I saw on the internet that Arizona was dealing with some unusual traffic problems this morning. 

And it reminded me of this sign (also from the internet) that greeted motorists a couple of years ago on their way to work.

Have a good commute -- and watch out for rogue road signs....

Friday, August 19, 2011

Blooms and bugs

 
Echinacea visited by a bee. (won't you bee my honey tonite?) 

Black-eyed Susans with a Pine White butterfly, which, according to my butterfly book, is "a pest of pines and balsam firs in the West". 

And here are rose hips, sans bugs. 

Sunday, August 14, 2011

Catching Trochilidae

Earlier this year I said I'd try to catch a hummingbird  -- in a photo, of course. I don't quite have the proper equipment, but here are a couple of attempts of a female Black-chinned Hummingbird. In this first one, she has her back to us as she's taking a drink. 

Here she's perched -- for a few seconds. Even when they perch, they seem to be vibrating. 

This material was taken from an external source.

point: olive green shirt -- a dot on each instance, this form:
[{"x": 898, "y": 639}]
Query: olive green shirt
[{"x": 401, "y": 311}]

According to Wikipedia: The Aztec god Huitzilopochtli is often depicted as a hummingbird. The Nahuatl word huitzil (hummingbird) is an onomatopoeic word derived from the sounds of the hummingbird's wing-beats and zooming flight.

I'll finish this with a tableau of Morning Glories and Daylily we spied while taking a walk.

Monday, August 08, 2011

Bee-havior

I love the vivid red of this Rock Rose blossom, and by chance I happened to capture a bee in flight while taking this photo. The strange thing is that the bee looks to be flying upside down. I don't know much about bee flight. Do they do acrobatics while buzzing from blossom to blossom, like little stunt planes? Any apiologists out there who know?     

Books are the bees which carry the quickening pollen from one to another mind.